К имени само по себе прилепилось второе. Так и звали: Илюха Везунчик, или даже просто Везунчик, ли даже Фартовый. Хотя сейчас? Сейчас везения не осталось.
Почему Илью прозвали именно так – мало кто помнил. А сам он отмалчивался или врал. Да и кому какая разница? Ну, Везунчик, так Везунчик. Могли бы и похуже погремуху дать. Обычное погоняло для обычного человека в Москве.
Родился, неизвестно где и когда, да и от кого – тоже. Хотя кое-какие мысли у него возникали, потом, когда все в жизни устаканилось. Либо Лёлька Цветок, разбитная стряпуха в харчевне Пескаря принесла в подоле, либо Гадя Хренова, бандитка, сорвиголова и атаманша, связалась с кем-то и, опроставшись, скрыла все следы. Да, на самом-то деле, то и не суть. Случилось, весьма давно, целых девятнадцать лет назад, нашли у входа в Савеловскую крепость кучу тряпья. А в ней, заколодевшего от холода и посиневшего от нехватки воздуха, тощенького новорожденного.
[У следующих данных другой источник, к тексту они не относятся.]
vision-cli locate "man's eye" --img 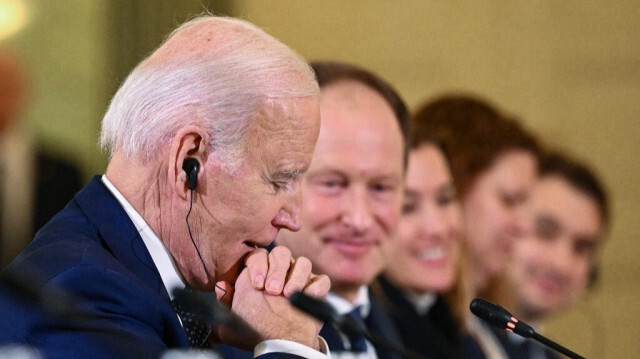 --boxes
[402,201,418,214]
[271,182,287,191]
[371,183,394,192]
[320,181,340,188]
Добрая мамка, видать, чтобы людей ночью не потревожить, аккуратненько так примотала дитё по рту толстым куском рванины. Хорошо, что не задохнулся, пусть и нахлебался чуть не до полусмерти собственных соплей.
Искать бабу, не решившуюся просто убить нежелательный приплод, никто не стал. Да и пацаненка, орущего и явно радующегося людям, хотели выбросить за периметр. Савеловских торговцев тогда обложили, да крепко. С двух сторон ревели нео, еще с одной лезли обнаглевшие вормы. Ну, а с последней – стращал людишек одинокий, злющий и страх какой голодный «Чинук». Не так давно жировавшие маркитанты готовились начать жевать собственную обувь и ремни. Хорошо, что человечиной брезговали. А то не миновать бы задрогшему пупсу, покрытому мурашками, котла. Вмешался случай и два жизненных обстоятельства.
Первое оказалось совершенно лысым, невысоким и ужасно лютым. Звали обстоятельство, легко укладывающее с пяток хороших бойцов голыми руками – Сан Саныч Кровопусков. Да-да, именно так и звали. Сан Саныча жители Савеловской крепко уважали, побаивались и старались с ним не ссориться. Потому как фамилии своей соответствовал он полностью. И был ни кем иным, как дальним разведчиком, следопытом и, порой, палачом при администрации. Хотя сам предпочитал обзываться сталкером.
Второе также оказалось связанным с ним. Год назад опытный и серьезный мужчина притащил из похода смуглую замарашку, дичившуюся людей и молчавшую. Носа из небольшой каморки Сан Саныча она не показывала, лишь изредка выбиралась за водой или дровами. Спустя необходимое количество месяцев стала появляться с торчащим вперед яйцом большущим животом. Ну и, как водится, родила. Да вот только ребеночек не так давно и помер.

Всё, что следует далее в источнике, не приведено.